SINGAPORE (THE BUSINESS TIMES) – Although export sales of doors improved for KLW Holdings in the third quarter, its selling and distribution expenses more than doubled and administrative expenses stayed at nearly 30 per cent of revenue, resulting in the door maker continuing to bleed red ink.
But the losses for the quarter ended September at $1.08 million were 39 per cent lower year-on-year, according to the financial statements KLW filed with the Singapore Exchange on Friday (Feb 14).
Among the headwinds that may affect its financial performance going forward are the impact of the coronavirus outbreak on its Dongguan factory in China.
The third quarter losses came despite revenue being 7 per cent higher at $7 million, on the back of greater export sales of doors.
Loss per share was also narrower at 0.02 Singapore cent versus 0.033 cent a year ago.
Net asset value per share declined marginally to 1.30 cents as at end-December, down from 1.38 cents as at end-March last year.
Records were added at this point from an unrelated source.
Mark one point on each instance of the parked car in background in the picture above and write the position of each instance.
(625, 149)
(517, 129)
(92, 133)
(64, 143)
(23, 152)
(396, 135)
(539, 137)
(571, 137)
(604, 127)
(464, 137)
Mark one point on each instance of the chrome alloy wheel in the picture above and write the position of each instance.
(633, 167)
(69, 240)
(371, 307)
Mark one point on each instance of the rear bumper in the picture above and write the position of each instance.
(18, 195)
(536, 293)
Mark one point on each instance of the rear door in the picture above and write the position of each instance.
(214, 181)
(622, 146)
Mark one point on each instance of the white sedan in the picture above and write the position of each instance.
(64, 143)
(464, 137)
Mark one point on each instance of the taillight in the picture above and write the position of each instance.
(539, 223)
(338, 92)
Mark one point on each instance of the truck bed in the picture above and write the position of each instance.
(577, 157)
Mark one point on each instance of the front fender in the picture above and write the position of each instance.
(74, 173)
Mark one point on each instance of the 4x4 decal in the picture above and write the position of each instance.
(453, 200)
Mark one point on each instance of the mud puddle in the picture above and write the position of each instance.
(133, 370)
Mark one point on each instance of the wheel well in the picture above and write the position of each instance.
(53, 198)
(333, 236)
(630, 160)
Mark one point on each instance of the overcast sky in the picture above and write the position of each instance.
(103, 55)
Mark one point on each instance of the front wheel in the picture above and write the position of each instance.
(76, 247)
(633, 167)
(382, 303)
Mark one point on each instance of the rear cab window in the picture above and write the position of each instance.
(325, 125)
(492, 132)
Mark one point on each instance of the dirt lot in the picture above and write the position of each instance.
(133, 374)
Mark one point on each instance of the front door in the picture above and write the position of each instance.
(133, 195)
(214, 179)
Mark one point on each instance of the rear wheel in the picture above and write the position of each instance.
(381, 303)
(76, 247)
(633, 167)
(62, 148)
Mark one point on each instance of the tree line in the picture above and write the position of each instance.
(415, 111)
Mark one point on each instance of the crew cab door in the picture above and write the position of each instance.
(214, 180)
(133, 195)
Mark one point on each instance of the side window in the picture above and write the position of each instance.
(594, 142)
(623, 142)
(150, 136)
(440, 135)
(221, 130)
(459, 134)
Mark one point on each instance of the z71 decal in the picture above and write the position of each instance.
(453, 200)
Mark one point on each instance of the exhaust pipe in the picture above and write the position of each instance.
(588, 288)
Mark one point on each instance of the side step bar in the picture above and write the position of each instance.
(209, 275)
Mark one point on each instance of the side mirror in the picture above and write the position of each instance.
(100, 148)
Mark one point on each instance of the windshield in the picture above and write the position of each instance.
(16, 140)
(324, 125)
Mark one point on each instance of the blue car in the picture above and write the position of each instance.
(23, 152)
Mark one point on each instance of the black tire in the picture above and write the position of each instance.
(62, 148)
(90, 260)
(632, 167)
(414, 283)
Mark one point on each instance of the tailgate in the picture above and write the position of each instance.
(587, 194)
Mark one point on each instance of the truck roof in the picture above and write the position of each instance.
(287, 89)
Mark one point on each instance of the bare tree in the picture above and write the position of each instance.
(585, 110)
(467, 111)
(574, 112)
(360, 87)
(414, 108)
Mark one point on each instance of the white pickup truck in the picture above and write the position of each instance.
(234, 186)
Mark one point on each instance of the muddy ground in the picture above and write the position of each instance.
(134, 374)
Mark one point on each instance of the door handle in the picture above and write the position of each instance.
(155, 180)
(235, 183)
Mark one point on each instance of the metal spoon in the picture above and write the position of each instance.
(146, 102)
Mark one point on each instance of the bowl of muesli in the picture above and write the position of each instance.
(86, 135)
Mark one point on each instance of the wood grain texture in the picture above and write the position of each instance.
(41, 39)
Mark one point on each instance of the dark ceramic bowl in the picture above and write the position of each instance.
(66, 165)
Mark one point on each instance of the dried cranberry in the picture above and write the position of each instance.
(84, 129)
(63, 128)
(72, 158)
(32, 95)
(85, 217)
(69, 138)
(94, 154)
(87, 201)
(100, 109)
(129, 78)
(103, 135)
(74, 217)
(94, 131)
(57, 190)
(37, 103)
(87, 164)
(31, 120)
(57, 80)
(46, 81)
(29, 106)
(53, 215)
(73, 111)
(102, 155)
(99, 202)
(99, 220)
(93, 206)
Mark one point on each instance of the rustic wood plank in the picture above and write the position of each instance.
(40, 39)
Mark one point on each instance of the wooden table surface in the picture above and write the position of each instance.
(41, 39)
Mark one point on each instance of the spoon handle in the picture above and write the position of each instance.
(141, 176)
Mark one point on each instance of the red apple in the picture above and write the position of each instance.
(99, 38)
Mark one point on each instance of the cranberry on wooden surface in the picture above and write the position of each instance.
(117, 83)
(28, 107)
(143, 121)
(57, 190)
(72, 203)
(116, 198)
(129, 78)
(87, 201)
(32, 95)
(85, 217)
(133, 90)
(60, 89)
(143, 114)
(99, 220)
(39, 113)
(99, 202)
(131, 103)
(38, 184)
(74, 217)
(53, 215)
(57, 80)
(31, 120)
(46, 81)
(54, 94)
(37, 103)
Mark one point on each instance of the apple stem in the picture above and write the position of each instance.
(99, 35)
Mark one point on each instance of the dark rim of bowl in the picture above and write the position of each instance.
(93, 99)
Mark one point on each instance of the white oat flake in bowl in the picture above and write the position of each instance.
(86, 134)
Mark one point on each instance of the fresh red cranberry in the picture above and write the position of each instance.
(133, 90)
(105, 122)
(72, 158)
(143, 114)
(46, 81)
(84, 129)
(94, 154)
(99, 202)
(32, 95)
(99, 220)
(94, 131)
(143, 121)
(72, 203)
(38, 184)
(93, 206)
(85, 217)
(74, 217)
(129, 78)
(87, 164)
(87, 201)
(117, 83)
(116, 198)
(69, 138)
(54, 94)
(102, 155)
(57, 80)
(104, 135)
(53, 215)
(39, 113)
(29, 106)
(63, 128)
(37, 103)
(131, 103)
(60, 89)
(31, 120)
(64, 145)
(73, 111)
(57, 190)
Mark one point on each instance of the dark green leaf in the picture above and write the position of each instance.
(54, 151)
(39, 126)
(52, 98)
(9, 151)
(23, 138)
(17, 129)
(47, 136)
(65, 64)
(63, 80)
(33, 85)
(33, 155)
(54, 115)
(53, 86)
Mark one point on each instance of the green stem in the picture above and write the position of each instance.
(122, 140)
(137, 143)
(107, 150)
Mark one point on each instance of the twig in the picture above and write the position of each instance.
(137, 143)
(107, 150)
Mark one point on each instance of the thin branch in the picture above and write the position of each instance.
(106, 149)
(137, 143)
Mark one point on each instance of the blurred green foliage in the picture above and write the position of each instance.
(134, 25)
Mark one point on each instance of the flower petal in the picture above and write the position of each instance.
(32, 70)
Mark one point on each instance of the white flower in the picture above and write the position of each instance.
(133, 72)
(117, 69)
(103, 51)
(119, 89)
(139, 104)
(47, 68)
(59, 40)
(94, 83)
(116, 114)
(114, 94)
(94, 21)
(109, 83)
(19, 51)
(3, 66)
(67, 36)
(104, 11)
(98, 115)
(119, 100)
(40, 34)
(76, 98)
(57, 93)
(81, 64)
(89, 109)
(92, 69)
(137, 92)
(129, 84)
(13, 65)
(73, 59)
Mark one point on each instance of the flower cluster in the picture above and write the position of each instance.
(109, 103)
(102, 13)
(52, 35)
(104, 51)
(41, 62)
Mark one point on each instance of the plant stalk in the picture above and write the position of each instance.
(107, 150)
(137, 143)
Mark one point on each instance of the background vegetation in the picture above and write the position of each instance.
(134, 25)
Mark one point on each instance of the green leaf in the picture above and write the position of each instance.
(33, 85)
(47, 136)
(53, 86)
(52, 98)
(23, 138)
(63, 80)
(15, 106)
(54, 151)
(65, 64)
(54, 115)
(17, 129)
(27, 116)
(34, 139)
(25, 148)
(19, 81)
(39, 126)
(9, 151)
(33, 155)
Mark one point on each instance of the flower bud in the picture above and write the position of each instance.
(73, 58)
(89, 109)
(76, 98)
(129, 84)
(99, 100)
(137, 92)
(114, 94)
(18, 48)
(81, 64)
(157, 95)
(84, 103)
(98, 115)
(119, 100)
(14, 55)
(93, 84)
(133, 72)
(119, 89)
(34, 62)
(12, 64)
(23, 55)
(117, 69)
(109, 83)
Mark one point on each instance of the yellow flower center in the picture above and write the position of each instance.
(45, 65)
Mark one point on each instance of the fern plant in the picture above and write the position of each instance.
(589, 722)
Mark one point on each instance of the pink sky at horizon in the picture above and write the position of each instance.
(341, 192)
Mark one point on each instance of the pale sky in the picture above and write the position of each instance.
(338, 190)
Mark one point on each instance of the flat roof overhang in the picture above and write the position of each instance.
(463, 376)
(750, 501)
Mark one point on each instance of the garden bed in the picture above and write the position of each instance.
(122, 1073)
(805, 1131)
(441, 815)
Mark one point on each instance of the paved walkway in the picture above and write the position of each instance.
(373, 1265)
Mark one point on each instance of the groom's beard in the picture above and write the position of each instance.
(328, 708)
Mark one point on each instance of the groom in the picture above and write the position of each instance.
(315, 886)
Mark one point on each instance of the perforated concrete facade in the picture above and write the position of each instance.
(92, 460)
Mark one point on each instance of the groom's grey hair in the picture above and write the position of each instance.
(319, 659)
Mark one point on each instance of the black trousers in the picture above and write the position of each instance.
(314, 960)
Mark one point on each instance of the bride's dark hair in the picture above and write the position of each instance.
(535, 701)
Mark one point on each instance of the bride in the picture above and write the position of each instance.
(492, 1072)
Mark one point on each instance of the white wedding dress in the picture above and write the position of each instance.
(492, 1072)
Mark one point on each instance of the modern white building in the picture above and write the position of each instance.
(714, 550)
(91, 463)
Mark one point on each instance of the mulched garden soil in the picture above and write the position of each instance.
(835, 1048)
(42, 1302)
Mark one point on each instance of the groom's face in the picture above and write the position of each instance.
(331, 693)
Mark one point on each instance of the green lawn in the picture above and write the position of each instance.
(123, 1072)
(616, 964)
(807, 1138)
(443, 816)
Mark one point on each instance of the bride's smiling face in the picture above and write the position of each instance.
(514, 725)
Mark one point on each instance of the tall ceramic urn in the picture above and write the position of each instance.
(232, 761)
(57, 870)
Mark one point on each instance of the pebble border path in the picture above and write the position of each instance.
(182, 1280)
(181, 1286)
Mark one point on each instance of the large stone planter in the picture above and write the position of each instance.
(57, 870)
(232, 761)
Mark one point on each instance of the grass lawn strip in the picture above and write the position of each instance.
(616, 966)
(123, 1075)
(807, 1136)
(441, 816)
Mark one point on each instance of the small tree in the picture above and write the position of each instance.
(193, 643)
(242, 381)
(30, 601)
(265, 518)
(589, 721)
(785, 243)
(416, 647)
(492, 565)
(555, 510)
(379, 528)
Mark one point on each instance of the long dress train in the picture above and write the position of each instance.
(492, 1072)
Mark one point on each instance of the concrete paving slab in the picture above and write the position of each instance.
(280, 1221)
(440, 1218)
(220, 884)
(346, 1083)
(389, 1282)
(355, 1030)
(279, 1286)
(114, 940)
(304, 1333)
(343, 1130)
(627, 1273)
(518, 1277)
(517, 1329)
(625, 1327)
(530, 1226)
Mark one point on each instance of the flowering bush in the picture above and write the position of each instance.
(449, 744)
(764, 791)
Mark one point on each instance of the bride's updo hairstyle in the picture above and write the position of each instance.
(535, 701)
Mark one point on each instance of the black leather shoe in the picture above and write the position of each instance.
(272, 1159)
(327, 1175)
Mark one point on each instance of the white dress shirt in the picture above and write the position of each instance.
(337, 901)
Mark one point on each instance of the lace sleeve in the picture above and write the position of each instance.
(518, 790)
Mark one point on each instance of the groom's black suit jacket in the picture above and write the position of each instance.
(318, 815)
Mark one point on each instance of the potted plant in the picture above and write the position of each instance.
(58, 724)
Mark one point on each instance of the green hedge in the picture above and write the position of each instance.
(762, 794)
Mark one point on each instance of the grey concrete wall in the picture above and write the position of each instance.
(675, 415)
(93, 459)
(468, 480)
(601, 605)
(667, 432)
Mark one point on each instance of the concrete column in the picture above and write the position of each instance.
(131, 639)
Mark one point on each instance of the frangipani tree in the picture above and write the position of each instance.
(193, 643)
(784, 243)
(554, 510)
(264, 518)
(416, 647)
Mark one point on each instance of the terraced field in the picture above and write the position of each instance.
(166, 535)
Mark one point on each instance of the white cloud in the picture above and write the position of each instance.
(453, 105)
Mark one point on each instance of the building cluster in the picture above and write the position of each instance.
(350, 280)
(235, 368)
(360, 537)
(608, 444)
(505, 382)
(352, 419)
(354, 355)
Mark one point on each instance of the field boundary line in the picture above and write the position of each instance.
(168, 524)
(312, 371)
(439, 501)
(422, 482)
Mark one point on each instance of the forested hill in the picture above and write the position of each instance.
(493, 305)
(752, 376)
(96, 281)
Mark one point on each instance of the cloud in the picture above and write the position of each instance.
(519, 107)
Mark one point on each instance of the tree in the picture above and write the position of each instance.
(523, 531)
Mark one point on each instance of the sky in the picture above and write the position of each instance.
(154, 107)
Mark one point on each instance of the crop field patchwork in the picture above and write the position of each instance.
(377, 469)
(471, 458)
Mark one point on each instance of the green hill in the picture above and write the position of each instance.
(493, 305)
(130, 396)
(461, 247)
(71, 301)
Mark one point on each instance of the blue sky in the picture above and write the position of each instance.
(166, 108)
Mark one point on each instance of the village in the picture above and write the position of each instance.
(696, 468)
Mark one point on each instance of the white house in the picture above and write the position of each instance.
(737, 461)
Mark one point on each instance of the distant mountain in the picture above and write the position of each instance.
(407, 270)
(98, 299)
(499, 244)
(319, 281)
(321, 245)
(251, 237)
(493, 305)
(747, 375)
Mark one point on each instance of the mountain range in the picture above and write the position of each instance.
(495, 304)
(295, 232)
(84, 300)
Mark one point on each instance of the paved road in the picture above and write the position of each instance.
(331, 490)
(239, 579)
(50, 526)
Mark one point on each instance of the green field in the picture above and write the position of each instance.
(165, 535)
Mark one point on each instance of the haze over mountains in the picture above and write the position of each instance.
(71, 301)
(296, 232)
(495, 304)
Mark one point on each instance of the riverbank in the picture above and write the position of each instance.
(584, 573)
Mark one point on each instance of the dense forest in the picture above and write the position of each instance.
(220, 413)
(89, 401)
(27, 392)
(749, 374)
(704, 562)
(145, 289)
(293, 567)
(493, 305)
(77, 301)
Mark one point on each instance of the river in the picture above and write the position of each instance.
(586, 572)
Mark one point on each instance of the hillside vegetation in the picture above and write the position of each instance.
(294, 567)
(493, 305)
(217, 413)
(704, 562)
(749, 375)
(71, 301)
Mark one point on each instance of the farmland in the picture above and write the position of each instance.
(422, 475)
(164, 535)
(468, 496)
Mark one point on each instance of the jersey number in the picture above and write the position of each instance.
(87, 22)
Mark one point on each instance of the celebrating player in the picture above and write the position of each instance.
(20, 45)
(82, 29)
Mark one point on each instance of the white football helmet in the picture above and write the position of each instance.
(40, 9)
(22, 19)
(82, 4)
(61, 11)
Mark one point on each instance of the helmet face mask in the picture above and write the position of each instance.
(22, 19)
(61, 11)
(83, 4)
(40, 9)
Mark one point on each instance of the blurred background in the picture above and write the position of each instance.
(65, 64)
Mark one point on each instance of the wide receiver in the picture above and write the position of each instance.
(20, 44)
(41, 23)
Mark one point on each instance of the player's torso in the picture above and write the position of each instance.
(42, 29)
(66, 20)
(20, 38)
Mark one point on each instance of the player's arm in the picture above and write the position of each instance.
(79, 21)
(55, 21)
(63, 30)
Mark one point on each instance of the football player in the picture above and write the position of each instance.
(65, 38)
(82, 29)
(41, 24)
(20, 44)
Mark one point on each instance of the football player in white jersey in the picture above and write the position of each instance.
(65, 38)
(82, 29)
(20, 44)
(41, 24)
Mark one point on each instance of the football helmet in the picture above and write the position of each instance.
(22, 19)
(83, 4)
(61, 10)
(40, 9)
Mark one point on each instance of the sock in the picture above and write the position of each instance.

While quarterly results improved, the Catalist-listed firm saw losses for its nine-month period widen to $4.48 million from $3.95 million in the preceding year. This was due to a drop of 19 per cent in its revenue to $19.5 million, hit by lower export sales. Therefore, the nine-month loss per share also widened to 0.083 cent from 0.073 cent.
No dividend was declared.
KLW has flagged several events that might be headwinds for its financial performance.
It said it remains to be seen if export sales can be sustained in the foreseeable future. While there is greater political certainty with Brexit finally happening, the operating environment remains challenging. Although there is an easing in trade tensions between the US and China, the group has yet to see the benefits in its sourcing of raw materials from the US.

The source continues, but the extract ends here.